- French theatrical release poster
- Directed by: Alain Robbe-Grillet
- Written by: Alain Robbe-Grillet
- Produced by: Samy Halfon
- Starring: Jean-Louis Trintignant; Marie-France Pisier;
- Cinematography: Willy Kurant
- Edited by: Bob Wade
- Music by: Michel Fano
- Production company: Como Films
- Distributed by: Lux CCF
- Release date: 1966;
- Running time: 105 minutes
- Countries: France; Belgium;
- Language: French

= Trans-Europ-Express (film) =

1966 film by Alain Robbe-Grillet

Trans-Europ-Express is a 1966 experimental film written and directed by Alain Robbe-Grillet and starring Jean-Louis Trintignant and Marie-France Pisier. The title refers to the Trans Europ Express, at the time an international rail network in Europe. A frame story shows a creative team devising a film plot during a train journey to Antwerp, intercut with a film-within-a-film about a novice cocaine smuggler and a prostitute that enacts their outline imperfectly.

==Plot==
The film-within-the-film features a Frenchman named Elias who takes his first consignment of cocaine from Paris to Antwerp on the Trans Europ Express. There, he is passed from one mysterious intermediary to another and, with some time to spare, enacts a rape fantasy with a prostitute called Eva. Eventually, he reaches his top contact, who reveals that his cargo was powdered sugar and the whole exercise was a test of his loyalty.

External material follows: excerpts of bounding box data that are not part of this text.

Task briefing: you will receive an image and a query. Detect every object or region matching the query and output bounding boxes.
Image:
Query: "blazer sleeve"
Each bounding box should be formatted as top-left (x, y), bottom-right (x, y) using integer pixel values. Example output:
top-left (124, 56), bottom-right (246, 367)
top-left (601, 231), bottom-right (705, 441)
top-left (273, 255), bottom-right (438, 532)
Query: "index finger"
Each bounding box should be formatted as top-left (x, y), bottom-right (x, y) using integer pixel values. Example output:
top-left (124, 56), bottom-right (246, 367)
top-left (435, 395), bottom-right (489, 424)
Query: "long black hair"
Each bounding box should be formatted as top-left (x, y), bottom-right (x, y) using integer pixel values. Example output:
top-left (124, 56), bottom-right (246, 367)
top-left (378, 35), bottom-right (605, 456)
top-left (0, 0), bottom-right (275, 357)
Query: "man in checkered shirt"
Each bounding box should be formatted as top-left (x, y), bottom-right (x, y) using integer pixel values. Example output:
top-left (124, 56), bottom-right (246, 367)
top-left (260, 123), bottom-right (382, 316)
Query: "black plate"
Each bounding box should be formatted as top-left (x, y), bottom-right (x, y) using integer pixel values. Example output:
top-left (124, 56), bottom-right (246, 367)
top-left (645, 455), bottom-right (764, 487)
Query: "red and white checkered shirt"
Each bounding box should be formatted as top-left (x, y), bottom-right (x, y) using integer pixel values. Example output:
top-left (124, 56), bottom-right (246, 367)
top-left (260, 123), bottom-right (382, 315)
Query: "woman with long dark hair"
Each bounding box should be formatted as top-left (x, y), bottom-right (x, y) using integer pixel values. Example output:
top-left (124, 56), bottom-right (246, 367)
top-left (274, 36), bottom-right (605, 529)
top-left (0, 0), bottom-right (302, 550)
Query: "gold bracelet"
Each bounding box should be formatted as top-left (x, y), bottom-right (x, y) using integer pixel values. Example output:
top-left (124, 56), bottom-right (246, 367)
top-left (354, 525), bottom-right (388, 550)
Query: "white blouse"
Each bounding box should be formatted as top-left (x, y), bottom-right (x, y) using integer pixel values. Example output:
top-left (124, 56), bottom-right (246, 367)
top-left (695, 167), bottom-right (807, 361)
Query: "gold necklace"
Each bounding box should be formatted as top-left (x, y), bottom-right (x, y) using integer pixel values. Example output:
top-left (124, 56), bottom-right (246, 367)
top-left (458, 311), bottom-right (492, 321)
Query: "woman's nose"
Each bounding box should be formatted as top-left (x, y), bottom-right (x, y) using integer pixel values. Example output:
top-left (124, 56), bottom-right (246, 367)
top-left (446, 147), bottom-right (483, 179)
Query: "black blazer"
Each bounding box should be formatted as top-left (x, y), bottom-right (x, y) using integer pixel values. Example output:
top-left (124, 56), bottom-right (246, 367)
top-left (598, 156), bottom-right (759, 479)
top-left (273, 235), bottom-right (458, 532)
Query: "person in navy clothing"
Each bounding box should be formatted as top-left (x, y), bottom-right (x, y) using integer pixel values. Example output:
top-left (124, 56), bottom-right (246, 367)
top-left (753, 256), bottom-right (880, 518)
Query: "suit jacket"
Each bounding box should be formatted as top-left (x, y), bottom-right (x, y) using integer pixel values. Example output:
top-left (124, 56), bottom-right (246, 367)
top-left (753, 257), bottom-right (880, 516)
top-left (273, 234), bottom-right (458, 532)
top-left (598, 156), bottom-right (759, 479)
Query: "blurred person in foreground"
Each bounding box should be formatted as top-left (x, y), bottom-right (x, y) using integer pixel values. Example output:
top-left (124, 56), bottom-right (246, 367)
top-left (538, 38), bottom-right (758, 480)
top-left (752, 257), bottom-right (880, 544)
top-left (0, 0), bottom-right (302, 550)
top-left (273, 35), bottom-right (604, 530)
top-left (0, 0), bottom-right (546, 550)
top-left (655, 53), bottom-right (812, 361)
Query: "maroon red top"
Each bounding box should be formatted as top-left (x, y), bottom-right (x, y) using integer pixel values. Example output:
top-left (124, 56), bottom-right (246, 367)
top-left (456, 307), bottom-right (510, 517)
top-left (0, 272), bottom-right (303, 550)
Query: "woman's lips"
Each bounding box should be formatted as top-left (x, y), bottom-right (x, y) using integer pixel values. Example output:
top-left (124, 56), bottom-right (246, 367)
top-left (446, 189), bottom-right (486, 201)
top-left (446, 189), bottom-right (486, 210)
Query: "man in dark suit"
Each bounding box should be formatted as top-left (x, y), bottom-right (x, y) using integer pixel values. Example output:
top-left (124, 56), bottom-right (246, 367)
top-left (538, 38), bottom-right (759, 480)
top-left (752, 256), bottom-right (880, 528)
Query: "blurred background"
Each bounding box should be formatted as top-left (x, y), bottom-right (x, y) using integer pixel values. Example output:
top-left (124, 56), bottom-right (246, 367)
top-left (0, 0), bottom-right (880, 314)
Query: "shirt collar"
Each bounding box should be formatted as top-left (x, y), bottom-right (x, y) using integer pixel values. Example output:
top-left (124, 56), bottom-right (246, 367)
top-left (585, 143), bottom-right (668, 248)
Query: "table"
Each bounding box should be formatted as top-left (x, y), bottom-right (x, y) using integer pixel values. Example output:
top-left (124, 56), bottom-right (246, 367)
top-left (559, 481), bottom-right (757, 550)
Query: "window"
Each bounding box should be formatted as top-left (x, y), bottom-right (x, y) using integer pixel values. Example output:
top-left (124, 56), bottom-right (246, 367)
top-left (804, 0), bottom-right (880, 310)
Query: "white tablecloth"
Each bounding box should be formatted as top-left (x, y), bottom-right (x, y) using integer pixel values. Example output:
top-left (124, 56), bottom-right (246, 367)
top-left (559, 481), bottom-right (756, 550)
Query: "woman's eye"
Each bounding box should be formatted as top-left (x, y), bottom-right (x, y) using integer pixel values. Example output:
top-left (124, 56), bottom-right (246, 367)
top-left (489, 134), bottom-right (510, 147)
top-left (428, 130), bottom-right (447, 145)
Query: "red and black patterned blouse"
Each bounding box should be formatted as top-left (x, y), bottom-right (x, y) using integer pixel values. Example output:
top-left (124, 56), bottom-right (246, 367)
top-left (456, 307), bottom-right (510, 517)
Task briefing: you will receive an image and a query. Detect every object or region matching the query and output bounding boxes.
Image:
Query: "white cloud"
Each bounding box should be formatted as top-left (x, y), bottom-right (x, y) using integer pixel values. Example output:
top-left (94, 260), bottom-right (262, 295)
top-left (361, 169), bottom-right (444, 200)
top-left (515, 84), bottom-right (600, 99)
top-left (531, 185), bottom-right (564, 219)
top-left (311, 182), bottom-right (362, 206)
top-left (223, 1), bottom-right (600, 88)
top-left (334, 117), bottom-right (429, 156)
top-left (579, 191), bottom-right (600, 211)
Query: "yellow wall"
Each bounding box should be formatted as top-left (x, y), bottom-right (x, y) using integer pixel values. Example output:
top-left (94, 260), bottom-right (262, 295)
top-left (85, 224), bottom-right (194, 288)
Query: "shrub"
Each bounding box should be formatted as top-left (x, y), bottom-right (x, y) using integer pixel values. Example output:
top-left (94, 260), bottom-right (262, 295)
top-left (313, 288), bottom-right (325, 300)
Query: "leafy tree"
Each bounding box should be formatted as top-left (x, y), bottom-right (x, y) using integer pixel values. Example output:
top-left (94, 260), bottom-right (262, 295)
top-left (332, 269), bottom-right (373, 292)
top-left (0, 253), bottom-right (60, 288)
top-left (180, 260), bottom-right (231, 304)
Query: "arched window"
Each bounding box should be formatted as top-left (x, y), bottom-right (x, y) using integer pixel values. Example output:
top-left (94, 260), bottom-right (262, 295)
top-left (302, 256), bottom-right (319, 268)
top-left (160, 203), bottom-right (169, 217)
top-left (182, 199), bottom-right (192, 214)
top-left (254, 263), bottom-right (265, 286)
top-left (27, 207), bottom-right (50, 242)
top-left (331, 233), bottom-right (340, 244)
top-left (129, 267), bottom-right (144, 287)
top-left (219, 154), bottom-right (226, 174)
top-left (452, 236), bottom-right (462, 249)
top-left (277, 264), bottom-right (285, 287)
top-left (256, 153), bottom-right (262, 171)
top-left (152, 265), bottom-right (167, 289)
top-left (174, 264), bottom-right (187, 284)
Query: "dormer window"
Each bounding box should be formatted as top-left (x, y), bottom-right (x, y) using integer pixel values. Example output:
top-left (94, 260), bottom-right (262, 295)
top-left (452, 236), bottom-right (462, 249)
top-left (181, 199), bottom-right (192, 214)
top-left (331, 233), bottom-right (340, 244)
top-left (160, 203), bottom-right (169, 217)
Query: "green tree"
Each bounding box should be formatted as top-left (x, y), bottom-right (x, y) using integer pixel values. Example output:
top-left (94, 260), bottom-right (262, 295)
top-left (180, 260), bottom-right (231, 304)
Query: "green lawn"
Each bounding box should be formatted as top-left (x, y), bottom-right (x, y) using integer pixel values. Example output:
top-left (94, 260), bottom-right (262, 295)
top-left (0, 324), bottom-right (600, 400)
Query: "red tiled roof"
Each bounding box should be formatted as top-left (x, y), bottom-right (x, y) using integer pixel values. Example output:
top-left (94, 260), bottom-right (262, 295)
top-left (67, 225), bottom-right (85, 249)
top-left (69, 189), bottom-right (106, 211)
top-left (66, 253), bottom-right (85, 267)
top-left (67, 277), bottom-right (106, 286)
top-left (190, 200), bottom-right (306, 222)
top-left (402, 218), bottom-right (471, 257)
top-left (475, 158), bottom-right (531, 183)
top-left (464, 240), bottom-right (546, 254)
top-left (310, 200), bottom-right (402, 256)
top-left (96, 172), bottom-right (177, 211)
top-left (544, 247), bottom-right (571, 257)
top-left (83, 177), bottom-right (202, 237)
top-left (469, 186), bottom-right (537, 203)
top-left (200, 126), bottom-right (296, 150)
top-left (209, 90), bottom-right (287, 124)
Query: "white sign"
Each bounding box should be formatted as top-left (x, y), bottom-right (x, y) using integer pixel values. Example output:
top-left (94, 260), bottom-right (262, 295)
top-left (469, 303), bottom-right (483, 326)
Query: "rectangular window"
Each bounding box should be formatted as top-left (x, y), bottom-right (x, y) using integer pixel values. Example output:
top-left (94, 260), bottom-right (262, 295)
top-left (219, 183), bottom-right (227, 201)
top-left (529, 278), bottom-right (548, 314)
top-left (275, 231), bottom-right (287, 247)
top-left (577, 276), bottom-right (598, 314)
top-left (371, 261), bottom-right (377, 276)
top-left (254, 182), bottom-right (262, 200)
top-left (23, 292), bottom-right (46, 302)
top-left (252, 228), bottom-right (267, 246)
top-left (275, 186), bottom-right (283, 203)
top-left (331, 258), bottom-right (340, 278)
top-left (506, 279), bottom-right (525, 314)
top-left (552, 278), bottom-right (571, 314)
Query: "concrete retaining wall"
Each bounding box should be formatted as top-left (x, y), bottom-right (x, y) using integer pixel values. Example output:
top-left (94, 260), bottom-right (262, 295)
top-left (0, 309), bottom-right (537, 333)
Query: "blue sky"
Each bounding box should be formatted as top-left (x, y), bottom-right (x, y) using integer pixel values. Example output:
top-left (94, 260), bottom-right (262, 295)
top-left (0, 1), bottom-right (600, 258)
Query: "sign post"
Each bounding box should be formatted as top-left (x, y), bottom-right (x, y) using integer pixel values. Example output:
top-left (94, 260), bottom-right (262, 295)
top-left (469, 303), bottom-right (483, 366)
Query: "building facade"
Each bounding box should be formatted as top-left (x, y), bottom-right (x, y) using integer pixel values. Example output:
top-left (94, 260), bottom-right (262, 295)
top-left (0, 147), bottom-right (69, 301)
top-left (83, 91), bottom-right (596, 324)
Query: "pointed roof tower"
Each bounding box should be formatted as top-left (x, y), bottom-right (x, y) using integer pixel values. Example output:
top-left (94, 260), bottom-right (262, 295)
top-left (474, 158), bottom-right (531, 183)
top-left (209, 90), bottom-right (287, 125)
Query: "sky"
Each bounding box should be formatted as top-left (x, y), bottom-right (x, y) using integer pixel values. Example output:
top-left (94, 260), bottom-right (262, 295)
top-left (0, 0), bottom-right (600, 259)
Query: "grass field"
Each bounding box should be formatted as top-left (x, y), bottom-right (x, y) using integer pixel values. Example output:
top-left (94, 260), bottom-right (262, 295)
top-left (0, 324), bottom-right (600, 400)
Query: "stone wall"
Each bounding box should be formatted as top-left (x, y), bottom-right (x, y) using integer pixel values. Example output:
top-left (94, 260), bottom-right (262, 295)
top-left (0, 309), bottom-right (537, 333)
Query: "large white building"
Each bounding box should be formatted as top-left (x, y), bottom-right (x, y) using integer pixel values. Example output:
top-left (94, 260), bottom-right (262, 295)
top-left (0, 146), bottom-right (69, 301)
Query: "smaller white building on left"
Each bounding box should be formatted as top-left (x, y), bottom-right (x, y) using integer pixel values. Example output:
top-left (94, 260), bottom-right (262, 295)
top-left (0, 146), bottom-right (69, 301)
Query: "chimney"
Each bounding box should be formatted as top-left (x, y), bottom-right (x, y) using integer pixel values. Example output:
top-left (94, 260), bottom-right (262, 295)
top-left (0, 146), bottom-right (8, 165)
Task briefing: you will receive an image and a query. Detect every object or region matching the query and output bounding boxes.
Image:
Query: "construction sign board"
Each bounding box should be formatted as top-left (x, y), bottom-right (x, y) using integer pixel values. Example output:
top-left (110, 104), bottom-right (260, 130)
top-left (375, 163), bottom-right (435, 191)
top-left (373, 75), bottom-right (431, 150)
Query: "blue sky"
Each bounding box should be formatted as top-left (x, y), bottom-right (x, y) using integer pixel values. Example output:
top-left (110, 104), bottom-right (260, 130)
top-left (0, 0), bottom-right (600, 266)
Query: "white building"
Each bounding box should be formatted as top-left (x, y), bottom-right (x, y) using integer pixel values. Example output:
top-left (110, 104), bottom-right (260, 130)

Told that his next assignment will be to take a shipment back to Paris, he looks up Eva for another session and discovers there that she has betrayed him to the police. Initiating a bondage fantasy, he strangles her and immediately goes into hiding. Slipping out to buy a newspaper, he sees a report of the murder above an advertisement for a strip club where the star performer in a bondage fantasy resembles Eva. On arriving there, he is surrounded by police, but before they can arrest him, he is shot dead by his contact.

When the characters in the frame story return to Paris and buy a newspaper, behind them in the crowd, Elias and Eva are seen embracing.

==Reception==
Screenwriter Robert McKee characterises Trans-Europ-Express as a "nonplot" film—that is, a film that does not tell a story.

The film was released on DVD in 2008 in Italy by Ripley's Home Video and on Blu-ray in 2014 in the US by Redemption Films.